De europese boomkikker (Hyla Arborea)
Foto: Oscar den Uijl
De boomkikker is een kleine kikker met een lengte tot 4,5 centimeter. Hij is meestal gifgroen maar hij past zich aan zijn omgeving aan waardoor de kleur kan verschillen. Aan de zijkant van de kop heeft hij een zwarte streep, die vanaf het neusgat loopt. De boomkikker heeft een kwaakblaas onder de kin in plaats van aan de zijkanten van de kop. De boomkikker wijkt af van andere kikkers omdat hij zuignapjes aan de poten heeft. Hiermee kan hij op gladde en steile oppervlakten lopen en kan hij in planten klimmen.
Foto: Silvia Reiche
Boomkikkers zijn zonaanbidders en zoeken de zonnige plaatsen op. Deze vinden ze vaak in de vorm van bramenstruiken. Deze bramenstruiken hebben bladeren waar de boomkikker goed op kan zitten. Bij gevaar kan de boomkikker snel beschutting zoeken. De boomkikker kan dan van de bladeren afspringen en kan schuilen tussen de doornen van de bramenstruik. De boomkikker wil overwinteren op beschutte plekken, zoals strooisellagen, houtwallen en oeverhoekjes. Boomkikkers worden ook aangetroffen in holen onder de grond (konijnenholen), boomholten, takkenhopen en soms in kelders of schuurtjes. De boomkikker is een pioniersoort en vertrekt als de leefomgeving niet meer aan zijn eisen voldoet. Zijn biotoop moet daarom groot genoeg zijn om aan zijn behoeften te voldoen.

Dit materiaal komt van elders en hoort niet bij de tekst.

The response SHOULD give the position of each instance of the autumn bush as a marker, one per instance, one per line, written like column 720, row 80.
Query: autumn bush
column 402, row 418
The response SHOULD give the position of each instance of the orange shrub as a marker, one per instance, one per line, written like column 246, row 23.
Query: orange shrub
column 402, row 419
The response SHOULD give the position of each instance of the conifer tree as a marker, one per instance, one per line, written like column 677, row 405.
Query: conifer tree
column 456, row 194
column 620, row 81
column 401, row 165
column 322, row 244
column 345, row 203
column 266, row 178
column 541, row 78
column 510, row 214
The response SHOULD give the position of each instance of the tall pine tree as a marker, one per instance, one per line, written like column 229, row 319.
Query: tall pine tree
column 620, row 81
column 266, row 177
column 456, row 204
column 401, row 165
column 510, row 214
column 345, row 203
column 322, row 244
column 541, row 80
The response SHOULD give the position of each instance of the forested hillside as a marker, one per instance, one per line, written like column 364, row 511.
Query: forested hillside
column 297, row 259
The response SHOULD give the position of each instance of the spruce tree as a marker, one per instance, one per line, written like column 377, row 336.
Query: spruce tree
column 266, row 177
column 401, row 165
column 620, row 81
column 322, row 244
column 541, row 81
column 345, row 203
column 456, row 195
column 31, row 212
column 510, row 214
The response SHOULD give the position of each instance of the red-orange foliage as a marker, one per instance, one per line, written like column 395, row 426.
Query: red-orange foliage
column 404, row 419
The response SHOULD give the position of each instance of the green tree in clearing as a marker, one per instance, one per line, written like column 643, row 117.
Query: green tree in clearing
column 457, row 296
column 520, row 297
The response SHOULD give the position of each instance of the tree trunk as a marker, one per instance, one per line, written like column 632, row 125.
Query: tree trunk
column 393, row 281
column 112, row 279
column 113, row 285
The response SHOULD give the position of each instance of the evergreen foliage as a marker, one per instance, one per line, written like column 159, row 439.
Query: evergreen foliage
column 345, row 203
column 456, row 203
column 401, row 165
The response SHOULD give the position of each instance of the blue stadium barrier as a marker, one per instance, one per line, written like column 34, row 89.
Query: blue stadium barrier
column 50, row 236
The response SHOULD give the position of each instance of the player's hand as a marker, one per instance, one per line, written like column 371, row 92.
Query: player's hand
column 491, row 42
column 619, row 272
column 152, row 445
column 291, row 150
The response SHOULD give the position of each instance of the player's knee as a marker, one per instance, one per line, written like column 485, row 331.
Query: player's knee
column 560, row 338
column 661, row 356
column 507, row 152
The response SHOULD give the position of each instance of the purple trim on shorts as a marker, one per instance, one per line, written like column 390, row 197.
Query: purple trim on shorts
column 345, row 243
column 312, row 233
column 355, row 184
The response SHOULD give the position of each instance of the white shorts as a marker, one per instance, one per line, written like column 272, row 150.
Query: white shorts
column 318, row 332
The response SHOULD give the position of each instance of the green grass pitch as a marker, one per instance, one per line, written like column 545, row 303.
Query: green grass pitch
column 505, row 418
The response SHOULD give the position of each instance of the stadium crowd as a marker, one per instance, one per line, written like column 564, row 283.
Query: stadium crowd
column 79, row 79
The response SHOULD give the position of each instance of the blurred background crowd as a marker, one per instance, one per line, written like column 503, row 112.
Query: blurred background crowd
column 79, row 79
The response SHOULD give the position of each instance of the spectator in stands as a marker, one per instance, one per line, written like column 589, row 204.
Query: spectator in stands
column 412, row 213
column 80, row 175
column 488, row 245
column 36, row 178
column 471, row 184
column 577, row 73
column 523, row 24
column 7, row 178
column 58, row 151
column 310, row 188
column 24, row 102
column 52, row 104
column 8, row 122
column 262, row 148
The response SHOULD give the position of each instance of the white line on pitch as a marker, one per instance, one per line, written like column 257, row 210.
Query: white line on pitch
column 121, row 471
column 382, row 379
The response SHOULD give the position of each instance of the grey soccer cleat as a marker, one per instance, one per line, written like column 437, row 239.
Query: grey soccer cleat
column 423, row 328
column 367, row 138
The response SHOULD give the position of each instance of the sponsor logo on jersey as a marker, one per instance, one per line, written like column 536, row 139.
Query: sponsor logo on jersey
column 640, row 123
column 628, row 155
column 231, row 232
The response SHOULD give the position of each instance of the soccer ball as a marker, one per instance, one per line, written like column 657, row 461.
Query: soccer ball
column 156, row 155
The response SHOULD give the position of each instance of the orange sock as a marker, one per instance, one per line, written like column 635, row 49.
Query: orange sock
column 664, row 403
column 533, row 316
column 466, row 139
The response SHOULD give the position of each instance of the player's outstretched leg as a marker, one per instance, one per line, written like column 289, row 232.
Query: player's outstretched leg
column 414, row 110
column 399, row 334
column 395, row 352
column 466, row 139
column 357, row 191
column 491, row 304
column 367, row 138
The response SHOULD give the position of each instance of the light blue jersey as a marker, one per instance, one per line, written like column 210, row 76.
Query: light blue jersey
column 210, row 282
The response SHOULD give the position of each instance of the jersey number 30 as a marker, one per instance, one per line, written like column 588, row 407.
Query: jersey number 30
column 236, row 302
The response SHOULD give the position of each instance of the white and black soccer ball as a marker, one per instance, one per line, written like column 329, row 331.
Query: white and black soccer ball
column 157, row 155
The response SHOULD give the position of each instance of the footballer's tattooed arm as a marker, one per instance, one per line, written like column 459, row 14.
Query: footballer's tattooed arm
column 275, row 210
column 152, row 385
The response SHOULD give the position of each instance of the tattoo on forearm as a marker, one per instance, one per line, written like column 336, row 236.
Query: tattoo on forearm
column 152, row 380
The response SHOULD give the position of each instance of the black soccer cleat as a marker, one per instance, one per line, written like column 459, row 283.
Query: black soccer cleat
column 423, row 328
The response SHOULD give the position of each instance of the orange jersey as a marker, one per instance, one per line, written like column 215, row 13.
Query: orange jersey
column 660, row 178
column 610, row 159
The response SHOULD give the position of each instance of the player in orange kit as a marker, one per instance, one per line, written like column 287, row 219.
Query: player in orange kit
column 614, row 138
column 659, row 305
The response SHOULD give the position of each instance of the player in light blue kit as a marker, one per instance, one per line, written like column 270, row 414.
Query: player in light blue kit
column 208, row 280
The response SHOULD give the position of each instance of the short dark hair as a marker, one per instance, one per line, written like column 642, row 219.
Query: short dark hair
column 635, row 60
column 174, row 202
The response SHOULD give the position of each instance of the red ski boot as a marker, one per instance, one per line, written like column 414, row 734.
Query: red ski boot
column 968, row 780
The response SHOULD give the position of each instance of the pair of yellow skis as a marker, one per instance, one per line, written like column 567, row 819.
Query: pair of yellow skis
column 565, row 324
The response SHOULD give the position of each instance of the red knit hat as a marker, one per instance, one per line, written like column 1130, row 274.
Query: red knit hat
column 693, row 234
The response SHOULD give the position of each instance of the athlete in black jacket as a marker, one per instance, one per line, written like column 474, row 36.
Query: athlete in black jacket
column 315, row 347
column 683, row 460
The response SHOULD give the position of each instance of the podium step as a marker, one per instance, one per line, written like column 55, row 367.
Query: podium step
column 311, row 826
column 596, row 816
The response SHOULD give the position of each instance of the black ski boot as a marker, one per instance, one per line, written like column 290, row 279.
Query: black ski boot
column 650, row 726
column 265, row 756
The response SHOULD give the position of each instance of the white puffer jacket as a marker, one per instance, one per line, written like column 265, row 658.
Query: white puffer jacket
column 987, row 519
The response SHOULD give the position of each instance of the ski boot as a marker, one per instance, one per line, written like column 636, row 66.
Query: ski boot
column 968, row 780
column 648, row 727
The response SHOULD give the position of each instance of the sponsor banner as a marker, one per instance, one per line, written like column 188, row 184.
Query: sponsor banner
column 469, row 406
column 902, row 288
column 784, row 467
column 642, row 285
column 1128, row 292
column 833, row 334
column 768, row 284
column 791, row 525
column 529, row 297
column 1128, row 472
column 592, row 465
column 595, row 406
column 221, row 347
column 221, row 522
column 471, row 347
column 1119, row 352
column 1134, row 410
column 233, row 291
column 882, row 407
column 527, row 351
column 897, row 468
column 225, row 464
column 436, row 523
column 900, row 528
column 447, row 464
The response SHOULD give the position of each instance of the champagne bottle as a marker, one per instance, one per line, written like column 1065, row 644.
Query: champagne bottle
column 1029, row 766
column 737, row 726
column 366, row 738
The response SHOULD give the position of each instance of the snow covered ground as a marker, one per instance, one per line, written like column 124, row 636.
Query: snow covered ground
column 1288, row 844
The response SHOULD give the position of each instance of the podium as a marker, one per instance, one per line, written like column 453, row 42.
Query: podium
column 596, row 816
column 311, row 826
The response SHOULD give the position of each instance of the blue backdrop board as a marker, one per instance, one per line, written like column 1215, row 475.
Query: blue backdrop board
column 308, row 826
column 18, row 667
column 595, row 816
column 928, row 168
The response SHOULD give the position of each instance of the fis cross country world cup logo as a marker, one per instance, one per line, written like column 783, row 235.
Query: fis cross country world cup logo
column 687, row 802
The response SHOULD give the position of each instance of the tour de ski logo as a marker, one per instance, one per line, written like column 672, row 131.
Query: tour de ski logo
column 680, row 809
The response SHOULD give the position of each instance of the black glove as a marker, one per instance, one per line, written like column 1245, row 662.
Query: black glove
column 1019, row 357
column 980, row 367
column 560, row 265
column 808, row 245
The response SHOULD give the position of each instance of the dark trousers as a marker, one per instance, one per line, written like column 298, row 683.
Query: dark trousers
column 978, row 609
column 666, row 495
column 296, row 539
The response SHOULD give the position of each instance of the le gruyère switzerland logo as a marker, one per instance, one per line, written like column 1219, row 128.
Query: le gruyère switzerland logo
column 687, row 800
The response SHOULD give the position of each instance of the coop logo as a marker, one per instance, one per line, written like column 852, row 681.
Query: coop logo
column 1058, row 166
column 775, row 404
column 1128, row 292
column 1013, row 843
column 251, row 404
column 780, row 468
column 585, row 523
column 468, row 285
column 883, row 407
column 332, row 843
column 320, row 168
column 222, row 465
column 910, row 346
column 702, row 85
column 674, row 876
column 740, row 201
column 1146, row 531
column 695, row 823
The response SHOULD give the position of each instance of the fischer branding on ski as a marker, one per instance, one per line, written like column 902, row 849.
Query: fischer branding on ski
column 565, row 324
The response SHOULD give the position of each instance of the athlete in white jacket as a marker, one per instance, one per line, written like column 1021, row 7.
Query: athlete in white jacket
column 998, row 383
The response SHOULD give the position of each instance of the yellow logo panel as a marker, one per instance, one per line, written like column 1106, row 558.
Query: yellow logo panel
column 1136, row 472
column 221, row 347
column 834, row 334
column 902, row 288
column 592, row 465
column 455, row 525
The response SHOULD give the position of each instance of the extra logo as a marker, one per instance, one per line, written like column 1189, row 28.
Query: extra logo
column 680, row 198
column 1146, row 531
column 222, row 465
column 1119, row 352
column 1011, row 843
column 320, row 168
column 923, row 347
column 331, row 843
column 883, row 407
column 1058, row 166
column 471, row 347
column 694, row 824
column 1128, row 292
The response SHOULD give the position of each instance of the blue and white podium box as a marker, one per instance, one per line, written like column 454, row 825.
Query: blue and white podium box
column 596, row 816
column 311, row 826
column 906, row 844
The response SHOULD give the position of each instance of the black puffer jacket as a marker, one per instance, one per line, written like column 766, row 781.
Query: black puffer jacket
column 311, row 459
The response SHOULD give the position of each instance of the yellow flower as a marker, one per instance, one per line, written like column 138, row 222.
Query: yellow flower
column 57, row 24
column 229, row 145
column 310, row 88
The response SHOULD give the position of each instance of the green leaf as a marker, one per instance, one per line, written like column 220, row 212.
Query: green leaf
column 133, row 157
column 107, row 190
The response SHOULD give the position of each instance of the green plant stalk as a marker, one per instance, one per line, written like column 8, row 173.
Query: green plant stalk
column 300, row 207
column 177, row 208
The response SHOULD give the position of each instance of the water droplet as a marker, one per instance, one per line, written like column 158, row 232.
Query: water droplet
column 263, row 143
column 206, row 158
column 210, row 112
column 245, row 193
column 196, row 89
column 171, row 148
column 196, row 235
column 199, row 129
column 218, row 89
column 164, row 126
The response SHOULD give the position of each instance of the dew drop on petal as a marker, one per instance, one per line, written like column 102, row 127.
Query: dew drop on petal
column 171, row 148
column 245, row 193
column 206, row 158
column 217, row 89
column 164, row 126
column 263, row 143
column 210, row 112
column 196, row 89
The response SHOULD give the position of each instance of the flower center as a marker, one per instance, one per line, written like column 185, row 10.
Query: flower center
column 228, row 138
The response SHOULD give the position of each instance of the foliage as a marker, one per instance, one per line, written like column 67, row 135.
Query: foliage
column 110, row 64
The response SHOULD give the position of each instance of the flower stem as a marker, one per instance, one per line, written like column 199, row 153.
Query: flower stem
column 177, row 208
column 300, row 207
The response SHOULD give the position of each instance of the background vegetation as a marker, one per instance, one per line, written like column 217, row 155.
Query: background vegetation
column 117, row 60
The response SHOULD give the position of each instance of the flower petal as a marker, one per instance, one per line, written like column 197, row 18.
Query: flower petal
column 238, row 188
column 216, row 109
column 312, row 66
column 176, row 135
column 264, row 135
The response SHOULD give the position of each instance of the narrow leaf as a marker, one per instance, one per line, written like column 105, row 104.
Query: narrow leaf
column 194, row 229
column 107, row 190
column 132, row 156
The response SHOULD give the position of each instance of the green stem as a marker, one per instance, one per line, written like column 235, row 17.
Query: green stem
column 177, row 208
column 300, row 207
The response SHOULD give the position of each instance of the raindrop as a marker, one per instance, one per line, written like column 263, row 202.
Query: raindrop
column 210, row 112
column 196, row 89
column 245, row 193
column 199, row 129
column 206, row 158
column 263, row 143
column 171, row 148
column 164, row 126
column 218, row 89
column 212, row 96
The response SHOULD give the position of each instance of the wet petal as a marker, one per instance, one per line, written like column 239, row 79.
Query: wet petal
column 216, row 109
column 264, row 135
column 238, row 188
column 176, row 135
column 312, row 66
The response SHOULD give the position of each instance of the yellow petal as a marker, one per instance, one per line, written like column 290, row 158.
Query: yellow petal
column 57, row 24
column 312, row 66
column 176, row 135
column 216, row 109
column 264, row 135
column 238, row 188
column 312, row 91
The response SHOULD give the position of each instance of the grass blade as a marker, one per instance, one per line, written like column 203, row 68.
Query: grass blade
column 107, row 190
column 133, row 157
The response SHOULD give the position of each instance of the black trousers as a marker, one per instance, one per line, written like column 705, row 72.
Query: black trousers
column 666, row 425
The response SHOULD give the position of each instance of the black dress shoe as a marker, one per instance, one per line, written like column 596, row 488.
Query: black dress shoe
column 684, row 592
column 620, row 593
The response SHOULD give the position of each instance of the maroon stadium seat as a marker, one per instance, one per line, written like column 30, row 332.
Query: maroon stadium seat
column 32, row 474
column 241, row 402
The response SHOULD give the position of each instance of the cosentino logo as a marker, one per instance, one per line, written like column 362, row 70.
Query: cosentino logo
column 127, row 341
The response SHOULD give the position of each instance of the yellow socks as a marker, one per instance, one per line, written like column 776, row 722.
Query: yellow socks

De boomkikker leeft voornamelijk op het land en gaat alleen voor het paren het water in. De paring vindt ongeveer half april plaats. De eitjes worden op de waterplanten afgezet.
kikkerdril |
kikkervisjes |
De boomkikker heeft een poel nodig voor de voortplanting, die tot minimaal augustus water bevat. De eitjes en de larven zijn afhankelijk van water. Na de paring gaan ze het land op waar ze tot de winterslaap blijven.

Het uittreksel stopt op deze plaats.